The size of the Annual Development Plan (ADP) for the upcoming fiscal year 2021-22, which was approved by the executive committee of the national economic council (ECNEC) on Tuesday last, is in line with suggestions made by most economists. It is bigger, in terms of financial allocations, than both original and revised ADP for the current FY.
Adoption of an ADP bigger than that of the previous year is nothing unusual. Rather, it has been happening for decades.
The time is different now. A deadly pathogen named SARS-CoV-2 has been taking a heavy toll on life and livelihood. The virus has slowed down an otherwise booming economy, cutting employment and pushing up the poverty rate since March last year.
Economists have been pleading for higher public spending during the next FY to help generate demand in the economy and incorporate fiscal measures in the next budget so that people have enough money to buy goods and services.
The ADP that includes hundreds of development projects, big and small, does have a role in creating jobs, though temporary, and inject fresh funds into the economy. The distribution of cash to poor and low-income people could be another effective way of boosting consumption.
The mobilisation of both tax and non-tax revenues has suffered badly because of the pandemic. The situation necessitates a cut in its normal spending. But to keep the economy afloat, the government can hardly afford that. In such a situation, the government would have to deal with a bigger budget deficit. If not from non-bank sources, borrowing big from banks, which is less expensive, remains a feasible option. Some experts even favour taking loans from external sources since it involves the least cost.
When higher public spending on development projects is required under the prevailing circumstances, it is incumbent upon the government to ensure that the same help achieve the objectives, particularly the one relating to employment generation. The government has allocated a huge amount for large or mega infrastructure projects. Those are necessary, no doubt, but labour-intensive projects should have been a priority for the policymakers.

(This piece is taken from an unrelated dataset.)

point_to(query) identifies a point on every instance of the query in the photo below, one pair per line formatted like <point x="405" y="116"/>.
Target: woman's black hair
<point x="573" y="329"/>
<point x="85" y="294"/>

One can hardly skip the issue of the poor rate of execution of development projects when it comes to ADP. Only 42 per cent of the ADP allocation was spent during the first nine months of the current FY, according to the data available with the Implementation, Monitoring and Evaluation Division (IMED).
However, the execution rate shown in IMED data does not anyway represent the actual physical implementation of the projects. In most cases, it relates to the release of funds in favour of relevant ministries/ divisions/ agencies.
This process does help the concerned executing agencies to show 85 to 90 per cent execution of development projects at the end of every FY. A hurried release of project funds at the last moment does the trick, it is assumed.
The issue of delayed implementation of development projects with a cost overrun has remained unattended for many years. It has a role in the accumulation of wealth by an unscrupulous section of people and the so-called flight of capital. Since it benefits the powerful quarters, the issue would continue to be bypassed. For eternity? Who knows?